Fear of Heights

By Robert S. King. Posted in Issue Three and Poetry. Bookmark the permalink.

Face down on my stomach,
the cat in me can’t help but stare over the ledge,
my head a boulder hanging over,
sticking my neck out like a rope.

My fingers dangle over an edge of brittle ground,
the place where consequences balance,
where I might withdraw to solid ground,
where I might slip upside down,
and the coins spill from my pockets
in a free‐fall, sunlit, spinning ballet
to the whitewater fountain far below.

Reason is gone; the breaking point straddles
footprints and the deep descent to the river.
Courage too has no hand in this push and pull.
Only curiosity and fear tug at the brink.

I could hold my head up and turn back home,
or drop it and tip into dive.
It would take a long time down
to dying. I would have eternity
to change my mind.

● ● ●

Robert S. King lives in the Blue Ridge Mountains of Georgia.
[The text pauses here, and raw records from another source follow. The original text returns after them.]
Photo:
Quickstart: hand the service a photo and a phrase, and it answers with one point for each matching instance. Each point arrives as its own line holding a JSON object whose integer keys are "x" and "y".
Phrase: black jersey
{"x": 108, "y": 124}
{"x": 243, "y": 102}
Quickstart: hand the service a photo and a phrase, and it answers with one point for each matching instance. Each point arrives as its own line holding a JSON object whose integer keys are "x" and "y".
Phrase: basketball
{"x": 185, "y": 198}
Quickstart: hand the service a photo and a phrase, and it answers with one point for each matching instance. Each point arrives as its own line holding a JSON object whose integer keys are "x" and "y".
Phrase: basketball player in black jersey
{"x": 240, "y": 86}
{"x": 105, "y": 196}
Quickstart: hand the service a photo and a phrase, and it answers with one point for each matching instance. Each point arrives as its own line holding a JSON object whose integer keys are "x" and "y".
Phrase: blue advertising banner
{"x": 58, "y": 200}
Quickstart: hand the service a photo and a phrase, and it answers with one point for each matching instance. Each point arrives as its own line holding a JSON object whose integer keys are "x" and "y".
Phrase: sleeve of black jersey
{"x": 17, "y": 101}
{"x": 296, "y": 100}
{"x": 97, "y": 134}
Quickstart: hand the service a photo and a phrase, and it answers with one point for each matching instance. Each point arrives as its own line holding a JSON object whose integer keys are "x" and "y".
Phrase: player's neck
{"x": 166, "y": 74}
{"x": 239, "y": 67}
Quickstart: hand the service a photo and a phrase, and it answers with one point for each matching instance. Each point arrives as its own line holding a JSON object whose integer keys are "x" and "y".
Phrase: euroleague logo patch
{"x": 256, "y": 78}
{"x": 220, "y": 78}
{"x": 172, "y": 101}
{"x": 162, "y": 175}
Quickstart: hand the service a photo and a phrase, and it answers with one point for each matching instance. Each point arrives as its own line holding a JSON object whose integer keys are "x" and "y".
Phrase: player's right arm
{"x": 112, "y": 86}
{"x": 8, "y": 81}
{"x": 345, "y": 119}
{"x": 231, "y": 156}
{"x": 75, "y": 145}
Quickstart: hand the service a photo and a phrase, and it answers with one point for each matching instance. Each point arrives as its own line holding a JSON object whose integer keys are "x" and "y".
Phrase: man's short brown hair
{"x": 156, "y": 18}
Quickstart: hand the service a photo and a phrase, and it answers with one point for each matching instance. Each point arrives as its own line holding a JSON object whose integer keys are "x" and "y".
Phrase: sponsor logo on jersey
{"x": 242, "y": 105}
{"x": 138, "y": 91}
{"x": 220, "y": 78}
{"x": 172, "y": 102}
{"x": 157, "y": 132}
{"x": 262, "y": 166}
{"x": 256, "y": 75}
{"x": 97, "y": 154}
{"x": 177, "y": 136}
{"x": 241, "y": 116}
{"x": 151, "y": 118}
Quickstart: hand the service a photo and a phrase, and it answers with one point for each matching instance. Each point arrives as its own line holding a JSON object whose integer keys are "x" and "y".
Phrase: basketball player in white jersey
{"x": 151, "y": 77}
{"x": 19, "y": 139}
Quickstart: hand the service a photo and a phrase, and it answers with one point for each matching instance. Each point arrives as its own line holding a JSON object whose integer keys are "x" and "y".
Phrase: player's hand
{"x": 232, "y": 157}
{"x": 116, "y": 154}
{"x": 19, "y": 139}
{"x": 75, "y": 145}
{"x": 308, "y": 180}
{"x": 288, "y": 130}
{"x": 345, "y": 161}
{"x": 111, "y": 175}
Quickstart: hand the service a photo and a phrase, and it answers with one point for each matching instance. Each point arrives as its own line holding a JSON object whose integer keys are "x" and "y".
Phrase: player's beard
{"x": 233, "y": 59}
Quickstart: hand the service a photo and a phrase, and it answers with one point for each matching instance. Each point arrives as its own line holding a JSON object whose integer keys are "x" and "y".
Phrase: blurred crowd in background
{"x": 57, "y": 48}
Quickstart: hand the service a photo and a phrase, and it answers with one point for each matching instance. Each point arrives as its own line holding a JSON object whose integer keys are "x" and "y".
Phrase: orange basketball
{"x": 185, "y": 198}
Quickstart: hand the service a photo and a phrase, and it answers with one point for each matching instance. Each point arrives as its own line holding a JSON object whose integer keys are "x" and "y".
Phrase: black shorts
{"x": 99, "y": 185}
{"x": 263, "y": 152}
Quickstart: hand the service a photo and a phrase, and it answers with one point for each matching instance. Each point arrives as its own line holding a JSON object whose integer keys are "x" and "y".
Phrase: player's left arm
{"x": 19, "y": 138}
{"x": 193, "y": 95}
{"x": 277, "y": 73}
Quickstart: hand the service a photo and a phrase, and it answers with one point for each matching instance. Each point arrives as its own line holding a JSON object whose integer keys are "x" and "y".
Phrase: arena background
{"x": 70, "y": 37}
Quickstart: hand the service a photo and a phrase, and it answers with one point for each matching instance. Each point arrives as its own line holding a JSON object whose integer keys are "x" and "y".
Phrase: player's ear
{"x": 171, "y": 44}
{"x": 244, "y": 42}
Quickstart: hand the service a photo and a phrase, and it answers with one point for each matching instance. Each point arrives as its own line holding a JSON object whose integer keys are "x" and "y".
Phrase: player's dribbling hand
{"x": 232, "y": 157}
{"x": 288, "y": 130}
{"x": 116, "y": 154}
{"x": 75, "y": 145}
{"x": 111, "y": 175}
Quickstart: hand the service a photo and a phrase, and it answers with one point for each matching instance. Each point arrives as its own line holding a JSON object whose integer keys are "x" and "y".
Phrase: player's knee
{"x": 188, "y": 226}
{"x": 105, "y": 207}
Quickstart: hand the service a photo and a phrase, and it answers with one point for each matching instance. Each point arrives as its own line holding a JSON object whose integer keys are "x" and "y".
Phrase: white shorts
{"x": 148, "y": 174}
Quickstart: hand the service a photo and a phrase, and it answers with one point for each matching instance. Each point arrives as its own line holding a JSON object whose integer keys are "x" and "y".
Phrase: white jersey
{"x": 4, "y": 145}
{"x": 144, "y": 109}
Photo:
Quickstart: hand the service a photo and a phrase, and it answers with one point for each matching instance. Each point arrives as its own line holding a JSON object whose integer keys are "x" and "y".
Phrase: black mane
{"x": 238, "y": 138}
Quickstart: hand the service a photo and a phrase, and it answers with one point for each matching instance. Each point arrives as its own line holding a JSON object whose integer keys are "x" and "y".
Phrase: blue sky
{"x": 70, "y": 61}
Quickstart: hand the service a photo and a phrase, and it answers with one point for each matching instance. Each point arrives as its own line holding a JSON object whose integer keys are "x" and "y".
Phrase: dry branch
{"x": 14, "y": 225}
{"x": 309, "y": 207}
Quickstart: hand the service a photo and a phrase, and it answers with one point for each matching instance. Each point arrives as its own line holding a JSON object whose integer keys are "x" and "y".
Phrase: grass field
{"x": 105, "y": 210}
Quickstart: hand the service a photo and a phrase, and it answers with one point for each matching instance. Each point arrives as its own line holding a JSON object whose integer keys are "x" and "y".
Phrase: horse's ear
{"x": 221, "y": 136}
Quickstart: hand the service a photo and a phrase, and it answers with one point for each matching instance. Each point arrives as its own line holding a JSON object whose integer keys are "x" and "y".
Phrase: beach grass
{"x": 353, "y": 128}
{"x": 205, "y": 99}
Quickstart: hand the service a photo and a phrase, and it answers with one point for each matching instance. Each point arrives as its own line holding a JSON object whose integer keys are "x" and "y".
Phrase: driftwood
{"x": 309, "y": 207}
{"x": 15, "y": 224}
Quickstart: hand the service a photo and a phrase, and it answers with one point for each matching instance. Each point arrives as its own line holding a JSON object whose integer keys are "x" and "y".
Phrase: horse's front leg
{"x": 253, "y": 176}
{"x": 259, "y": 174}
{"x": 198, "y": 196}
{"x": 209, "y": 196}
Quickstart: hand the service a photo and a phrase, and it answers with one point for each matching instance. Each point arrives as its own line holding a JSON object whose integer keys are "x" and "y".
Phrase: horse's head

His poems have appeared in The Kenyon Review, Southern Poetry Review, Lullwater Review, Midwest Quarterly, Chariton Review, Main Street Rag,and many others. He has published three chapbooks (When Stars Fall Down as Snow, Garland Press 1976; Dream of the Electric Eel, Wolfsong Publications 1982; and The Traveller’s Tale, Whistle Press 1998). His full‐length collections are The Hunted River and The Gravedigger’s Roots, both from Shared Roads Press, 2009. He is director of back to top]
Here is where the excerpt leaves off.